Are these EDI files that are generated, tranferred then just kept for reference?

If so then how about on a daily basis, tar and compress all files for that day into one archive. That way you've only got one file per day to backup.
Prashant Zanwar_4
Respected Contributor

Re: Hundreds of thousands of small (5-10k) files - improve backup time

YOu can do a trick.

Files which are not used, not modified for n-days, just keep them archived, usinf tar in a direcotry called TAR, or something of your choice. Back them up seperately. And in original directory just backup the new files..

find . -mtime +n -type ...........

I hope this can be best to implement..

Hope this helps
Thanks
Prashant
"Intellect distinguishes between the possible and the impossible; reason distinguishes between the sensible and the senseless. Even the possible can be senseless."
A. Clay Stephenson
Acclaimed Contributor

Re: Hundreds of thousands of small (5-10k) files - improve backup time

Your situation is quite common and I really don't like separate backups for files that don't change much; it's just too easy to miss something that way and restores require several passes. I really prefer backups that grab everything except what I explicitly don't want (e.g. /tmp/*). Moreover, no matter what you do you really can't control how many new files are created.

The best approach is to literally not care how long the backups take. One approach is to use vxfs snapof mounts to create snapshots of each filesystem. This takes only seconds per filesystem. Normal operations can now resume and you then backup the snapshots at your convenience. Speed is now no longer of much concern. When the backup is finished, you unmount the snapshots.

You can improve your backups somewhat by changing from "Log All" to "Log Directory"; this reduces the number of DP database updates at the expense of more tedious restores.
If it ain't broke, I can fix that.
Zygmunt Krawczyk
Honored Contributor

Re: Hundreds of thousands of small (5-10k) files - improve backup time

Hi Maxim,
if you can unmount the filesystem, where the files resides, for a some time, you can do a backup of raw volume for improving backup performance.

Regards,
Zygmunt
Stuart Whitby
Trusted Contributor
Solution

Re: Hundreds of thousands of small (5-10k) files - improve backup time

I see this situation in NetWorker a lot. I'm not so sure about OmniBack, but the way we recommend to handle stuff like this is to do a raw filesystem backup, though we don't need to take the filesystem offline to do it as suggested above. This will back up in the amount of time it would take to throw that amount of data at a tape since there is no interaction with the filesystem at all. The problem with this is that you generally need to recover the whole filesystem to get a file back, so you need extra space available somewhere to do this.

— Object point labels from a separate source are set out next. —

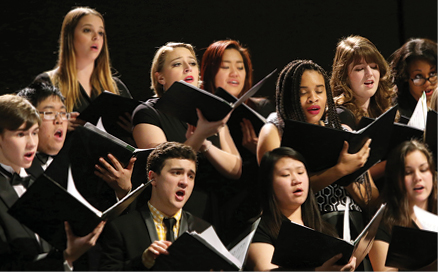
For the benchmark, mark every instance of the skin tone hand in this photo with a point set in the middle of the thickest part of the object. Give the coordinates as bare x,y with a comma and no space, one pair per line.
117,177
74,122
125,122
76,246
330,265
348,163
249,139
154,250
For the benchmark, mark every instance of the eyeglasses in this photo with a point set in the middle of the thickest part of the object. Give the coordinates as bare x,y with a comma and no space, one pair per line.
52,115
419,81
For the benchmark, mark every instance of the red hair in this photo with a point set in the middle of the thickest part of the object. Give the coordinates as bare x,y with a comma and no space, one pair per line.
212,59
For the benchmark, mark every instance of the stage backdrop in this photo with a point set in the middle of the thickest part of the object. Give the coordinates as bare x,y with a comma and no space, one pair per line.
276,32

The only real way that you can improve the performance for this filesystem is to improve the filesystem performance. Change to a faster FS and get off RAID 5 - if you're using it at all. Otherwise, just look at how long it takes to do an ls -R on this filesystem. If you have directories with loads of entries, it'll take the backup software the same amount of time to get those entries and check whether it needs to back them up (in the case of an incremental). Also, this will result in your drive shoeshining rather than streaming, so you've got a bunch of things ganging up to make sure you're not going to get performance from this backup.

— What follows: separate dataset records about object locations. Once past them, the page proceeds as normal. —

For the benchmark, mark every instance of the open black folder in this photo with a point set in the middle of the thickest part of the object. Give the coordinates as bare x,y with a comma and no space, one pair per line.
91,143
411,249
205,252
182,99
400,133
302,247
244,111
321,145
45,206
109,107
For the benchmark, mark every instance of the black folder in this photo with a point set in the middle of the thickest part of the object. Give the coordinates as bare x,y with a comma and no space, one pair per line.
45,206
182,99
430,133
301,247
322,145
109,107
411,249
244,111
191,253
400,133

Snapshot is the best idea to allow you to get back individual files. Depending what kind of transactions are taking place here, you may want to take a snapshot every hour to enable you to get files back immediately from disk, then delete those after your nightly backup. This will probably save you from going to tape except in the event of either a real disaster or the "I don't know when I last saw the file" user...
A sysadmin should never cross his fingers in the hope commands will work. Makes for a lot of mistakes while typing.